The books are available. In this world of bookstores and libraries and Amazon.com, you can get your hands on pretty much anything.
If you’re not willing to pay for the work, you can borrow it from a library or a friend. Not being willing to pay is not an excuse for stealing.
Most writers have to hold down a full-time job in addition to writing because they only make a few thousand dollars a year. It takes time to write a book. Years, sometimes. And it’s rare when an advance works out to more than minimum wage for the hours it took to write the book.
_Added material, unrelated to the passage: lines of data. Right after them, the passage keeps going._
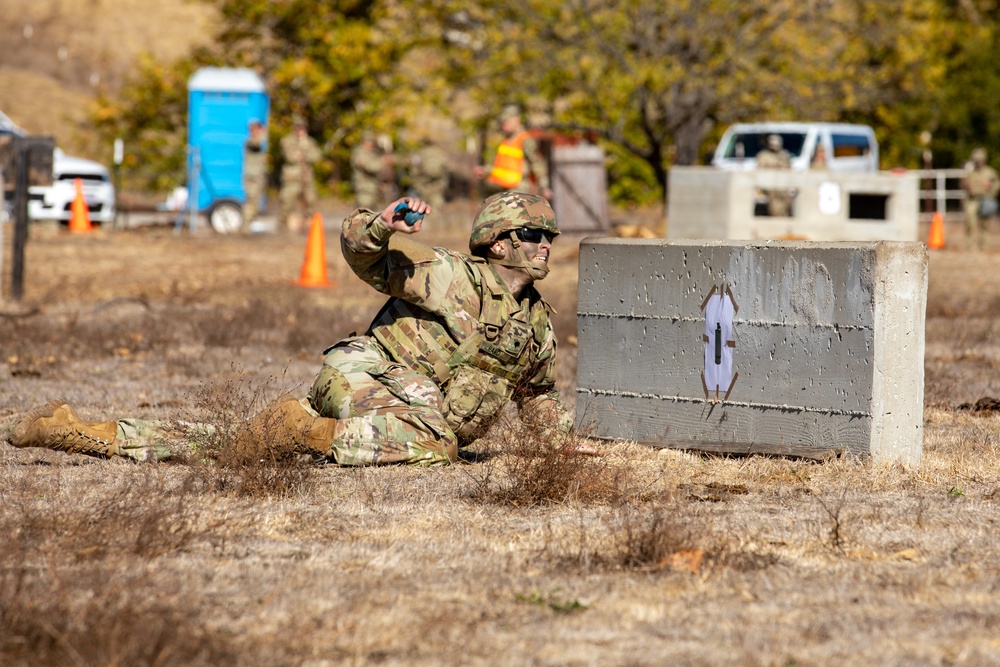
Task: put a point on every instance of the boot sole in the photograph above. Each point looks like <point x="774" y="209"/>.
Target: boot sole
<point x="45" y="411"/>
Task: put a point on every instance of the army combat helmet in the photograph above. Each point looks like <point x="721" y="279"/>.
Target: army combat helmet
<point x="506" y="212"/>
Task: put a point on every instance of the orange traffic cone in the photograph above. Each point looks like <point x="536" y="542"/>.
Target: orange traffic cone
<point x="314" y="266"/>
<point x="79" y="216"/>
<point x="935" y="239"/>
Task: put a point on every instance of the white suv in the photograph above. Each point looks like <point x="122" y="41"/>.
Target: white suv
<point x="55" y="202"/>
<point x="849" y="148"/>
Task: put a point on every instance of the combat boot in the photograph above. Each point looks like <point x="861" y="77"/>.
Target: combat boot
<point x="56" y="426"/>
<point x="288" y="421"/>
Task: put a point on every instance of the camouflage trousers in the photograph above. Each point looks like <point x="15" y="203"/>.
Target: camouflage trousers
<point x="387" y="412"/>
<point x="976" y="226"/>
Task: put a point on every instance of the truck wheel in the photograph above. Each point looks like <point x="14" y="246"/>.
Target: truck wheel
<point x="226" y="217"/>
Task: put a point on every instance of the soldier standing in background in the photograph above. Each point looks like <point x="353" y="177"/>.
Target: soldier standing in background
<point x="298" y="182"/>
<point x="518" y="164"/>
<point x="779" y="202"/>
<point x="981" y="186"/>
<point x="367" y="167"/>
<point x="429" y="173"/>
<point x="458" y="339"/>
<point x="254" y="170"/>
I’m not saying you’re all out there downloading books and making excuses. But I am asking you to wave red flags. If you stumble across a site hosting copies of your favorite author’s works — obvious pirated copies — take a moment to head over to the author’s website and shoot them an e-mail with a link. Help make it harder for these pirates to keep their sites functional. Be a good citizen of the internet.
Yes, we need better laws governing this sort of thing online, but pirates are pirates; they’re already operating outside the given laws, so it’s unlikely new ones are going to completely eliminate the problem. And heavy-handed legislation that limits everyone’s ability to share content and information online will seriously change the face of the world wide web.
A Tweet was floating around yesterday: Download a Michael Jackson song illegally and go to prison for 5 years; help kill Michael Jackson and go to prison for 4 years. Crude, yes, but frighteningly accurate.
The blackout against SOPA and PIPA is over, but the concerns regarding this potential legislation remain. It is scheduled to go to a vote on Tuesday, January 24th. Find out where your representatives stand on this issue and let them know what you think. Help keep the internet a creative resource and place of learning and sharing for everyone.